Individual genes can have many mutations, which is also true of the LRRK2 gene. Dr. Singleton has identified other mutations in the LRRK2 gene, but those mutations were not manifested to the same degree as the mutation described in the Nichols' study, which was found to occur in about one of every 22 patients with inherited Parkinson's disease.
"It looks like mutations in this gene are going to account for far more than mutations in other Parkinson's disease genes identified to date. Finding the same mutation in a single gene accounting for such a large percentage of patients is quite remarkable, and this mutation should be included in any future genetic testing for the disease," Dr. Nichols said.
The patients in the Cincinnati Children's study who had the mutation did have longer disease duration at the time of their clinical evaluation for the study, but their symptoms were less severe, suggesting that the mutation in LRRK2 is associated with slower disease progression, Dr. Nichols said.
Parkinson's disease is a progressive disorder that is caused by the degeneration of nerve cells in the portion of the brain that controls movement. The disease occurs when certain nerve cells die or become impaired and can no longer produce dopamine. Without dopamine, individuals can develop tremor or trembling in hands, arms, legs, jaw, and face along with rigidity or stiffness of the limbs, slowness of movement; and impaired balance or coordination. Patients may also have difficulty walking, talking, or completing other simple tasks. The incidence of Parkinson's disease increases with age.
Until recently, it was thought that environmental factors were the primary cause of Parkinson's disease. A genetic link was thought to exist in the rare early onset form of the disease in people diagnosed before age 40 (children as young as 14 have been diagnosed with the juvenile form of Parkinson's disease), but not in the more common form of the disease in which people, on average, are diagnosed at about 60 years. The first Parkinson's disease gene was identified in 1997.
Dr. Nichols is a geneticist who specializes in the identification of novel disease genes. In addition to Parkinson's disease, he conducts research on primary pulmonary hypertension and juvenile rheumatoid arthritis.
The Cincinnati Children's study was funded by the National Institute of Neurological Disorders and Stroke of the National Institutes of Health.
Cincinnati Children's conducted this research in conjunction with Dr.

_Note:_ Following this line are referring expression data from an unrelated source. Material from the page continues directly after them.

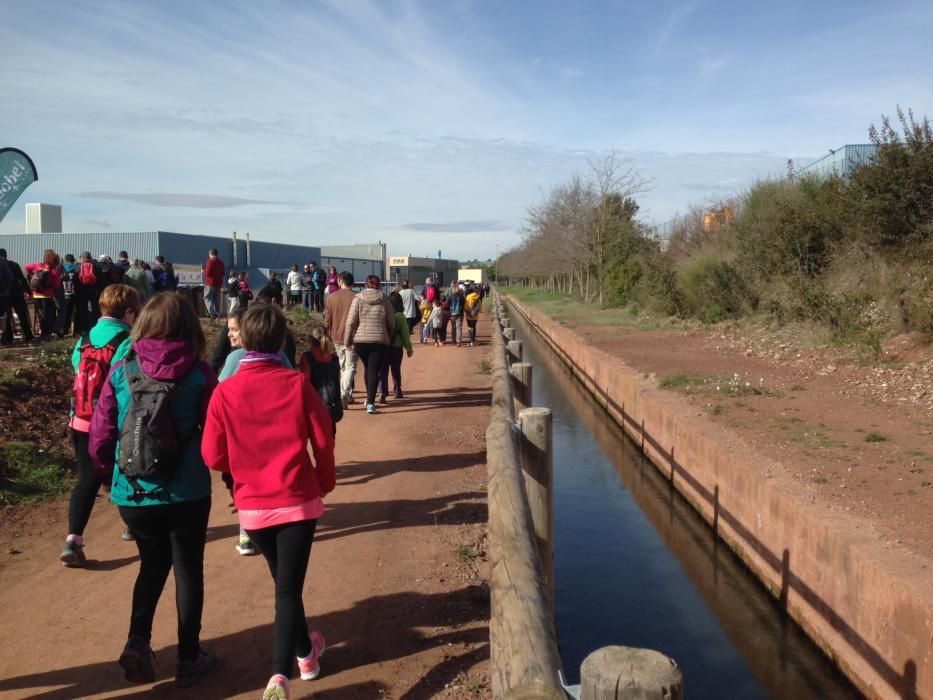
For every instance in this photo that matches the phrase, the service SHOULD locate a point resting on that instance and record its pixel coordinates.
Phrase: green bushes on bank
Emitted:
(854, 255)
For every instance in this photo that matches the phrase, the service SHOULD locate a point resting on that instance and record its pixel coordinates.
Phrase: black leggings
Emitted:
(393, 363)
(47, 315)
(170, 536)
(372, 355)
(287, 549)
(471, 329)
(85, 491)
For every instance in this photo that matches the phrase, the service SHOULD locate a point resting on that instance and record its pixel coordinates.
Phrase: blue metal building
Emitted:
(840, 162)
(188, 252)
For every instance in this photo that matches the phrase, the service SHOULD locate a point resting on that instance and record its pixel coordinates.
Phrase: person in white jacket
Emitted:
(293, 286)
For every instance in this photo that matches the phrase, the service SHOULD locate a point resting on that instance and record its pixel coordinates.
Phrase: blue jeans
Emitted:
(212, 301)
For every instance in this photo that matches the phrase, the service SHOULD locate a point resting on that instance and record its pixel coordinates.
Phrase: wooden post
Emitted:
(515, 350)
(624, 673)
(537, 455)
(536, 691)
(521, 385)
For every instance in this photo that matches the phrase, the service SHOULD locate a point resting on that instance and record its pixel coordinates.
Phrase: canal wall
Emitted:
(870, 608)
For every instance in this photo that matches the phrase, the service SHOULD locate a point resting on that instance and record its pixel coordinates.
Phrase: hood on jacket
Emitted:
(319, 355)
(106, 329)
(166, 360)
(371, 296)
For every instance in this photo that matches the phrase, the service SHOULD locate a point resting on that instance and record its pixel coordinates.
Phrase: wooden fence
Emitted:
(525, 659)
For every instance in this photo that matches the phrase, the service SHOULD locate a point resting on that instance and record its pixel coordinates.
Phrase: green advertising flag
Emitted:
(17, 172)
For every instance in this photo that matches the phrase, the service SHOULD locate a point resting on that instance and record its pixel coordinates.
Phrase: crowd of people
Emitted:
(150, 418)
(66, 292)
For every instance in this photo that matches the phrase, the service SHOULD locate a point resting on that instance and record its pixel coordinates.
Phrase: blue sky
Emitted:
(431, 125)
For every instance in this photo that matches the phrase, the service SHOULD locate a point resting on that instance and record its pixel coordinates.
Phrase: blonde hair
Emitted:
(117, 299)
(263, 328)
(172, 317)
(319, 338)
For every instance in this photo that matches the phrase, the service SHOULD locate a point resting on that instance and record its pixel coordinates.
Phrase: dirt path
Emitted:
(396, 580)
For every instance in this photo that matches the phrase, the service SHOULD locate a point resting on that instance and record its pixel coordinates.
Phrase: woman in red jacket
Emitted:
(45, 280)
(276, 488)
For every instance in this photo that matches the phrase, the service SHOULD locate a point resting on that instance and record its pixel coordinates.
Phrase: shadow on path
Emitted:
(377, 630)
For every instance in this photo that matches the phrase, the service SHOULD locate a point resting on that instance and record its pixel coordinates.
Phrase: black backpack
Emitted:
(68, 282)
(39, 282)
(325, 378)
(151, 445)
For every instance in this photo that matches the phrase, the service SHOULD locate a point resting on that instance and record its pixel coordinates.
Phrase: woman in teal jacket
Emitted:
(168, 512)
(119, 305)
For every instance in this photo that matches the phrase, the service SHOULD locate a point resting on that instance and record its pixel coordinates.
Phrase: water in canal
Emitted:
(635, 566)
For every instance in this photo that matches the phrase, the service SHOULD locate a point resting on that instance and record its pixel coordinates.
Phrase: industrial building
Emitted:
(188, 252)
(841, 162)
(417, 270)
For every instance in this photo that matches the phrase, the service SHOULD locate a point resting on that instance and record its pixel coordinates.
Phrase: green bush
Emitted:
(892, 195)
(712, 289)
(29, 474)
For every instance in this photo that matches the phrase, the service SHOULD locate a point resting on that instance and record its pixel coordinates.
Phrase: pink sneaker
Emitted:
(309, 666)
(276, 688)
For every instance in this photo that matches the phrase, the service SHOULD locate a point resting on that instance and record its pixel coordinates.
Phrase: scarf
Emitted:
(256, 356)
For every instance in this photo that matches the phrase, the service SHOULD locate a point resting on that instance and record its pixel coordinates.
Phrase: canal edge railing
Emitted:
(838, 567)
(525, 660)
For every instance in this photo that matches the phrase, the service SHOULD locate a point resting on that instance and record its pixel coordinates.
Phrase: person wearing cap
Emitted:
(213, 282)
(88, 286)
(112, 274)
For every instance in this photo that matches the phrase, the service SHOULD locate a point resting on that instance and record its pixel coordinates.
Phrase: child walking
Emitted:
(321, 368)
(435, 322)
(277, 489)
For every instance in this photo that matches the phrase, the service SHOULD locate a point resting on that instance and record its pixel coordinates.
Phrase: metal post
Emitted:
(536, 427)
(521, 385)
(515, 350)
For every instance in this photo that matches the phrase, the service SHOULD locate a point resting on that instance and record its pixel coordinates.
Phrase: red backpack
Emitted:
(87, 277)
(92, 372)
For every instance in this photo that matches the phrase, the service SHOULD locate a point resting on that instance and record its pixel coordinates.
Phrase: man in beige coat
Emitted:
(370, 327)
(336, 308)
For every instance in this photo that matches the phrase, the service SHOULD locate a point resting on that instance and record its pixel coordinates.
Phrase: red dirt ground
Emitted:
(857, 437)
(396, 582)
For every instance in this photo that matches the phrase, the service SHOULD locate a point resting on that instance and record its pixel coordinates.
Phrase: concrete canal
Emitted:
(634, 565)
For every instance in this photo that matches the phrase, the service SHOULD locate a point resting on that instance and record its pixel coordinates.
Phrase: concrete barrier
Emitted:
(868, 607)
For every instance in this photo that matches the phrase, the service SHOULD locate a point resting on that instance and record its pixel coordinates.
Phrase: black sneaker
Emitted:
(136, 661)
(73, 554)
(191, 671)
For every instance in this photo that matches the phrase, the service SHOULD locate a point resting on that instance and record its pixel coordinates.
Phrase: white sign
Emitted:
(189, 275)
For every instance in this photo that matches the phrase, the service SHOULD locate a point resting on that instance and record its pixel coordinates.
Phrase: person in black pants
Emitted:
(166, 510)
(370, 328)
(17, 303)
(175, 537)
(121, 304)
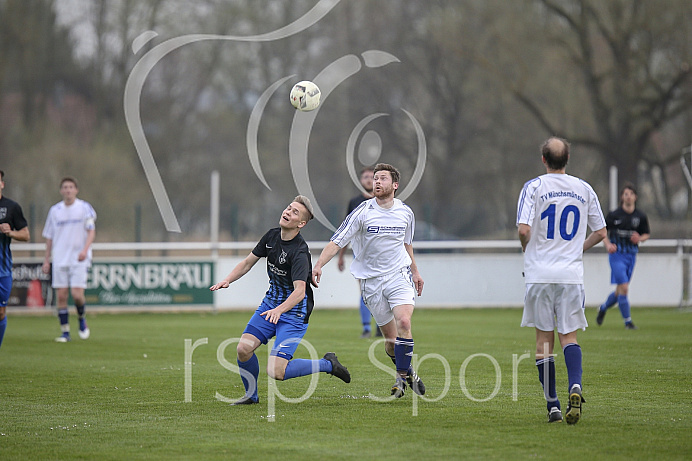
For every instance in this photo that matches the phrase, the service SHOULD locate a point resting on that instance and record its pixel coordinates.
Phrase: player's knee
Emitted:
(244, 351)
(276, 371)
(403, 324)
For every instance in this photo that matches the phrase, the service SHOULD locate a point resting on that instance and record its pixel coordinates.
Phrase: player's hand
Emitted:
(316, 276)
(272, 315)
(418, 283)
(218, 286)
(635, 237)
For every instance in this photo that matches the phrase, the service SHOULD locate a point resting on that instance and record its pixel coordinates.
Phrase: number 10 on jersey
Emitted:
(550, 214)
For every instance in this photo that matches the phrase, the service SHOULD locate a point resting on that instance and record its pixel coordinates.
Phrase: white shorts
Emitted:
(550, 305)
(74, 276)
(382, 294)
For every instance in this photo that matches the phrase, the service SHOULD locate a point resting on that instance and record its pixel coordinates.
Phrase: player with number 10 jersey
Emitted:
(558, 207)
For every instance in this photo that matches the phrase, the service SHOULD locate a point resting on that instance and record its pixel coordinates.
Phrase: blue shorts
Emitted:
(5, 289)
(621, 267)
(288, 331)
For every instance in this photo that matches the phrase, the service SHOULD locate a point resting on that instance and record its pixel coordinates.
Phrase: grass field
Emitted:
(121, 394)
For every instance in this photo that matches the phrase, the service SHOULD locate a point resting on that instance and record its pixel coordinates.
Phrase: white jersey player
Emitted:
(381, 232)
(553, 214)
(69, 232)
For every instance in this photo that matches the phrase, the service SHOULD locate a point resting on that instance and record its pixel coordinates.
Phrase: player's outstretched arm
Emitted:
(238, 271)
(415, 275)
(524, 235)
(327, 254)
(296, 296)
(46, 259)
(91, 235)
(21, 235)
(594, 238)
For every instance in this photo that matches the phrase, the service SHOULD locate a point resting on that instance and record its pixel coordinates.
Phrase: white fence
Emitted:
(456, 273)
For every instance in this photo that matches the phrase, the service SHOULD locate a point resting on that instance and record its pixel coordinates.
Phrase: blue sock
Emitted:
(624, 304)
(403, 352)
(3, 326)
(303, 367)
(610, 302)
(364, 315)
(252, 367)
(572, 354)
(549, 391)
(64, 317)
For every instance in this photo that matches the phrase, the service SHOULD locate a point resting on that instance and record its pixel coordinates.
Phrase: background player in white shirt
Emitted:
(381, 233)
(553, 213)
(69, 232)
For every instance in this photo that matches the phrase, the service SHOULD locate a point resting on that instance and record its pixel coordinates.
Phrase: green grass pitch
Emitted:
(122, 393)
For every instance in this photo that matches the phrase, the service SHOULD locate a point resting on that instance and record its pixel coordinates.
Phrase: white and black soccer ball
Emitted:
(305, 96)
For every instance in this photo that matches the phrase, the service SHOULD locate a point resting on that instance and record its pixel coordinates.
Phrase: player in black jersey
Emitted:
(627, 228)
(12, 226)
(286, 307)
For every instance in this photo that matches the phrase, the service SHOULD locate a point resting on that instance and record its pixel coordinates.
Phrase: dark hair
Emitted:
(556, 153)
(630, 186)
(364, 169)
(303, 200)
(387, 167)
(69, 179)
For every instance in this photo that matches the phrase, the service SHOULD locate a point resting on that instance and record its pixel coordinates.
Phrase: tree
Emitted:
(633, 58)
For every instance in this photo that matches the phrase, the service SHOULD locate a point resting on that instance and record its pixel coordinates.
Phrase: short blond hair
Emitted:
(303, 200)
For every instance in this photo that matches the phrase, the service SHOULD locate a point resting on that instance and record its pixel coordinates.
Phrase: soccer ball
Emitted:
(305, 96)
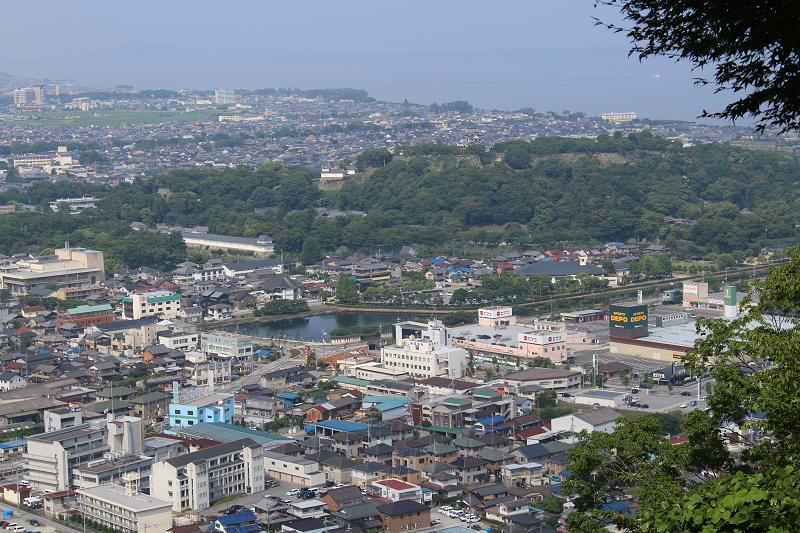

Singleton of the National Institute on Aging, and Tatiana Foroud, PhD, of Indiana University Medical Center, who is also a co-author and principal investigator of an $8 million grant from the National Institute of Neurological Disorders and Stroke (NINDS).
Cincinnati Children's is a 423-bed institution devoted to bringing the world the joy of healthier kids. Cincinnati Children's is dedicated to transforming the way health care is delivered by providing care that is timely, efficient, effective, family-centered, equitable and safe. It ranks third nationally among all pediatric centers in research grants from the National Institutes of Health. The Cincinnati Children's vision is to be the leader in improving child health.
The Parkinson Study Group (PSG) has formed a collaborative effort (termed PROGENI) with geneticists at Indiana University School of Medicine and Cincinnati Children's Hospital Medical Center to study genetic and other risk factors that may be important in the development of Parkinson's disease. Dr. Clifford Shults, University of California, San Diego, is the PSG Co-Investigator of the study, overseeing clinical aspects of the research. The University of Rochester, with Dr. Alice Rudolph, is the site of the Clinical Trials Coordination Center (CTCC) which handles patient recruitment. Drs. Shults and Rudolph are also co-authors on the Cincinnati Children's study.